Clare, I've thought of you often since you first wrote about being a cancer survivor. I'm so glad you have your daughter. I, too, am the mother of one child. I savor every day, and every minute.

Shey: I've wondered before what an ordinary day looks like. Mine never seen ordinary. Thanks for visiting and your comment.

Thanks Protege. Yes, joy and sorrow intertwined. All the time, I think.

Lola, Frugal, and Ms Lucy: Thank you.

Completely: Thank you for visiting. I've visited your blog and I think you're very brave and honest.

Modest: You're welcome, and thank you for visiting.

Droll: Yes. It's a hard time for many. We need to keep our spirits up and help each other do it. Today...well, I just needed to get down to the heart of things. It was helpful for me to post what I did. I had a good Wednesday, feeling lighter for having shared.

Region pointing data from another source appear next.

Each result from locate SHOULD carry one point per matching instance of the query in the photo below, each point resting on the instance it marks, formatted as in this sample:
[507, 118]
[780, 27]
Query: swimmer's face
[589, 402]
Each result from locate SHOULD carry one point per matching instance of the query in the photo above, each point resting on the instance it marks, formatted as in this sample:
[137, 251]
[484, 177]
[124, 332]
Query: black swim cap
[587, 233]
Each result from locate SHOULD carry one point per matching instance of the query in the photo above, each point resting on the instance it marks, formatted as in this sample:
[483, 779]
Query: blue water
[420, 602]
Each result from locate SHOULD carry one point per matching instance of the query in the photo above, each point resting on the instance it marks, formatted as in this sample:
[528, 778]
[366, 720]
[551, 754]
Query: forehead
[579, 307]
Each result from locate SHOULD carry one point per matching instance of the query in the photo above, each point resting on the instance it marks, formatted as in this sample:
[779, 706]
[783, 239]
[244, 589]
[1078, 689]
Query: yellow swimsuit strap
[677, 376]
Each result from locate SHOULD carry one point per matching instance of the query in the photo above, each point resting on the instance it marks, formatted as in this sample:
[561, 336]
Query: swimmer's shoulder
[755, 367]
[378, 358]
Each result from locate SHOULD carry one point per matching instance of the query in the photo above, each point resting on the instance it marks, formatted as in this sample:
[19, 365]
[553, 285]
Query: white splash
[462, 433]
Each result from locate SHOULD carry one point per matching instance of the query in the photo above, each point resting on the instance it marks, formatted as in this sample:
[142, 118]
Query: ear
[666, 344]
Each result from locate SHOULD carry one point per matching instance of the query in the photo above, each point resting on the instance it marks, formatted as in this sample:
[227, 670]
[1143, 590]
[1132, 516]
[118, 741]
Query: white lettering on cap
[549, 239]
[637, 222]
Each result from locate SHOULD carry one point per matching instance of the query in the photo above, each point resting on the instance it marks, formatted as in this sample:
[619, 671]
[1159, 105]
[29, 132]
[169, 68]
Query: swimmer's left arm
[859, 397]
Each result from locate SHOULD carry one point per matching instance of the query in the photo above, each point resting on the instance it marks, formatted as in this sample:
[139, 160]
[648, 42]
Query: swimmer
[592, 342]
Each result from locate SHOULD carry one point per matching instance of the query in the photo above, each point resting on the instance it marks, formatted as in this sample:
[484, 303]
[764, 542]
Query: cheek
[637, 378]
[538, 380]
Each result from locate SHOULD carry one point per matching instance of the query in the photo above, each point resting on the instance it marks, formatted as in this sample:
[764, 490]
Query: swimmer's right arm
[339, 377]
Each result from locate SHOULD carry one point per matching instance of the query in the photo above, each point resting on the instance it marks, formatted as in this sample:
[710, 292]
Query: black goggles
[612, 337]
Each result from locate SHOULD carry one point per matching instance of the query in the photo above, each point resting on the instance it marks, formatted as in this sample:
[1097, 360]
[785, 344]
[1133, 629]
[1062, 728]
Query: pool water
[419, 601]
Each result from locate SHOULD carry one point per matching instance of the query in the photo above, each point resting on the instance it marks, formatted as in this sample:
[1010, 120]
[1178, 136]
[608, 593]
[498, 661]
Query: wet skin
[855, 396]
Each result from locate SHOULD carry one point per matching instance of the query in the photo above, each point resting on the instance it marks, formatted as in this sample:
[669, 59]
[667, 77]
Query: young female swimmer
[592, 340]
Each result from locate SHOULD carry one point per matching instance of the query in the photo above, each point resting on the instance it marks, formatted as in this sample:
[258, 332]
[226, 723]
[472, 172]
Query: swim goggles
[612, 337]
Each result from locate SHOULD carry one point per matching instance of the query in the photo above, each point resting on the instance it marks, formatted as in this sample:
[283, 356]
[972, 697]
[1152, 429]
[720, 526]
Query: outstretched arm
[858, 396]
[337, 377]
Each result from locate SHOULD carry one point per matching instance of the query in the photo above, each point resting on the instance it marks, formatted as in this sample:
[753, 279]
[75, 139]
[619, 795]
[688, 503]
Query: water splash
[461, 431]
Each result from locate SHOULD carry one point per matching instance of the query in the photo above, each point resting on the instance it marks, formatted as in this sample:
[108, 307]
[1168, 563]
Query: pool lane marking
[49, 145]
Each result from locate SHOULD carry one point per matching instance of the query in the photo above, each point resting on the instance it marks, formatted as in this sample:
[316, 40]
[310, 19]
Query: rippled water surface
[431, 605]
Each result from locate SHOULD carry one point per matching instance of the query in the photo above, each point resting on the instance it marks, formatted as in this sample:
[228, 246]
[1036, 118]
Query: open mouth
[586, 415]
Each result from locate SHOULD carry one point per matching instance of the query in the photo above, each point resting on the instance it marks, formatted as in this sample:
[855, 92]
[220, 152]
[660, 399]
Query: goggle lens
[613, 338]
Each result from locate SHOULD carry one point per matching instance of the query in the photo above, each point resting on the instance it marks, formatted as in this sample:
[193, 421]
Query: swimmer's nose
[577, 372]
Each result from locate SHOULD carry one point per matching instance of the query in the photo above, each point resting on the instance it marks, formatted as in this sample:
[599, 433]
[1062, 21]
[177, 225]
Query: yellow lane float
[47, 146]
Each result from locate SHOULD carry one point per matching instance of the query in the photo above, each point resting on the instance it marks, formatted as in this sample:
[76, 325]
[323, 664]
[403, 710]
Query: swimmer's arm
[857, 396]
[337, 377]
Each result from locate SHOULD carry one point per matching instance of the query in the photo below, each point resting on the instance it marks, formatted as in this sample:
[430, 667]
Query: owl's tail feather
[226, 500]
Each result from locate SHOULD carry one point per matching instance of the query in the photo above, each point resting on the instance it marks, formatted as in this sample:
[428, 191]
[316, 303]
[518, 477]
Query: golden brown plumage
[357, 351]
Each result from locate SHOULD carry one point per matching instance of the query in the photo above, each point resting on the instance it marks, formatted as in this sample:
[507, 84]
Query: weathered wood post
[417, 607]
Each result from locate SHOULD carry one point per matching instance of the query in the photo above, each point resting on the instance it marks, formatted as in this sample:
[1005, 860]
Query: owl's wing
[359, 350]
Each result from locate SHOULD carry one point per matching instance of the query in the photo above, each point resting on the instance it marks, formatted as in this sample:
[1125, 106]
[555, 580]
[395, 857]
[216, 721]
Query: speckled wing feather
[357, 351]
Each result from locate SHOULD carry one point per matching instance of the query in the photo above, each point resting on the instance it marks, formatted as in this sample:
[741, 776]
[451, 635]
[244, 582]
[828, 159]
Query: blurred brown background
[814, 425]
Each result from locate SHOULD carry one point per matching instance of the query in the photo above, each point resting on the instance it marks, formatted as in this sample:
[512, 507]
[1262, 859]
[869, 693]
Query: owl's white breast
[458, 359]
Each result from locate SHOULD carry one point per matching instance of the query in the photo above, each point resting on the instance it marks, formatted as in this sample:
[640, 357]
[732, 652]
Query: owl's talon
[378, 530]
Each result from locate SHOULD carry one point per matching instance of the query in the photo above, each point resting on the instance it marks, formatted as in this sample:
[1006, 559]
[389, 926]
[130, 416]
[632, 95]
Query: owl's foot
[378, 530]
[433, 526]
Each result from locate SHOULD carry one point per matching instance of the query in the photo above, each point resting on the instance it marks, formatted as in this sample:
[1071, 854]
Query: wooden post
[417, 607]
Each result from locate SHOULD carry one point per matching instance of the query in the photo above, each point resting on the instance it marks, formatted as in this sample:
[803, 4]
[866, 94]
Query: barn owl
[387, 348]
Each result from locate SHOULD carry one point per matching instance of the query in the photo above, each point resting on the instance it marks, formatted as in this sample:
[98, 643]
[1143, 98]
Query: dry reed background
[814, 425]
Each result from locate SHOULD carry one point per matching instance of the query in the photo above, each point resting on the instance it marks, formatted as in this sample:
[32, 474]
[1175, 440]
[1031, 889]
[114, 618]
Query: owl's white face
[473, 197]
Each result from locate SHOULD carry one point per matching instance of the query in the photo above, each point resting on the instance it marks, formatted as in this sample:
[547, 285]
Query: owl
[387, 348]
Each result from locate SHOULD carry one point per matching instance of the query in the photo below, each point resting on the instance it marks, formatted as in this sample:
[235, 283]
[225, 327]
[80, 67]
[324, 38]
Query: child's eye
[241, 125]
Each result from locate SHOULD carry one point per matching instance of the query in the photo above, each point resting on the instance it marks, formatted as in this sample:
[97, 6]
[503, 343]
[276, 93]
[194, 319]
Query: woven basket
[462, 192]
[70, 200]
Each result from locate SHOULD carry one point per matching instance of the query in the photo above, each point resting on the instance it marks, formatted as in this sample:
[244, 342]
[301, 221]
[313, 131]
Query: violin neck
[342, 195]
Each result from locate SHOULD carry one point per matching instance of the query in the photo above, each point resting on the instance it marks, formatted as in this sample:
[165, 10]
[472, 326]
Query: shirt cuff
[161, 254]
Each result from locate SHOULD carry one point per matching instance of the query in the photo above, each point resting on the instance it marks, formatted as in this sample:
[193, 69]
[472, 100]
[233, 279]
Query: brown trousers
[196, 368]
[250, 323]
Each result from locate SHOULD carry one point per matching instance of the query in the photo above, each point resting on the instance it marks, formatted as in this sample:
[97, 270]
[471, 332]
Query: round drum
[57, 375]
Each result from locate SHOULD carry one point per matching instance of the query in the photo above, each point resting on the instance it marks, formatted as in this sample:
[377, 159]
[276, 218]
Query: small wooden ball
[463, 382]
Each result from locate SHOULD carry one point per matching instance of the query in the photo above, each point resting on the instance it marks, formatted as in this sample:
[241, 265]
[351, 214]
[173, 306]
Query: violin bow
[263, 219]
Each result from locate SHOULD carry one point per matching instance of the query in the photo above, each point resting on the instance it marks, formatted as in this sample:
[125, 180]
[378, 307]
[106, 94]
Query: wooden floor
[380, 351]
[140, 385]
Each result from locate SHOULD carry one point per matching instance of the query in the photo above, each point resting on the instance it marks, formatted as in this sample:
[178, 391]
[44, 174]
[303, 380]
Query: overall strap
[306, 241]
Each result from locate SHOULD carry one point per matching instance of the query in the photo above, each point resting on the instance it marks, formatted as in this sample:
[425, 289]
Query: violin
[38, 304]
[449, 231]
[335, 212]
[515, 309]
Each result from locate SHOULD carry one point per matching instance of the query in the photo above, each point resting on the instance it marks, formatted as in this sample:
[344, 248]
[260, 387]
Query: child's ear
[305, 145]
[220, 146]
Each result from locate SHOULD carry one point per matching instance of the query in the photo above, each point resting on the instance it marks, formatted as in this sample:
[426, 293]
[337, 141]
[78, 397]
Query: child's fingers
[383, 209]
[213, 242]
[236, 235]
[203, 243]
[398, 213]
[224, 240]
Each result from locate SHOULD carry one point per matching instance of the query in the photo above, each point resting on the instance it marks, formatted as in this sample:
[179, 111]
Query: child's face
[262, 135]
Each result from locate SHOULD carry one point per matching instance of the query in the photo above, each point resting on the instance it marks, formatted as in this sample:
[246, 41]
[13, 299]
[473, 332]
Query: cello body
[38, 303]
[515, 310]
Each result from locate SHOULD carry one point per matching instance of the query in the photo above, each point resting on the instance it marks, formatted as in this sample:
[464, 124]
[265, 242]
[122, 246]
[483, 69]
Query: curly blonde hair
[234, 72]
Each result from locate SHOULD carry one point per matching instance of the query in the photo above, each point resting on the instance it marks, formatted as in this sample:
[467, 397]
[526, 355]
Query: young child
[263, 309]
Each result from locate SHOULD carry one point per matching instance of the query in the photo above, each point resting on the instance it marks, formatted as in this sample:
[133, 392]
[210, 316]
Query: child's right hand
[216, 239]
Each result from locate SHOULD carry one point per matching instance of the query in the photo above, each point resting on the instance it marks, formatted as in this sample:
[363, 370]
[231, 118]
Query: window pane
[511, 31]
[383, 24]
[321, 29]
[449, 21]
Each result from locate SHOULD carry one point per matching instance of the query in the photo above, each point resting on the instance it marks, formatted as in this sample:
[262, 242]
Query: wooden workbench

Duchesse: So sorry about your friend. That is much too young. Thanks.

Woman of NI: Thank you, and you're welcome. So powerful to connect with people on experiences we all share.

Thank you Ingrid. Your last sentence could be the moral for all of us today. Don't wait.

Gal Friday said...

The details of this particular crash(does it seem lately that there are more and more plane crashes in the news?)broke my heart(family who apparently were living the good life, all together in anticipation of what should have been a happy vacation), and I can see how it triggered all these feelings in you, especially since it hit that much closer to home for you(in a manner of speaking).
This was a blog entry I had to read a few times over, and the comments were so insightful, too.

I just noticed the bouquets in your sidebar. I think they are photos of your own arrangements?

sallymandy said...
This comment has been removed by the author.
sallymandy said...

Gal: thanks, I appreciate that you stuck with the post all the way through. I know I can be wordy and kind of dense. :) I did so like that poem I found. Maybe you're right about the plane crashes. I'm not sure.

Re the flower pix: I did the bottom two designs, but the top is a flower box. I love all that.

Happy Thursday.

Relyn said...

OH! What an amazing poem. I shall dream of it, tonight. And wake to just such a dawn. Thank you so much for the introduction to a new love.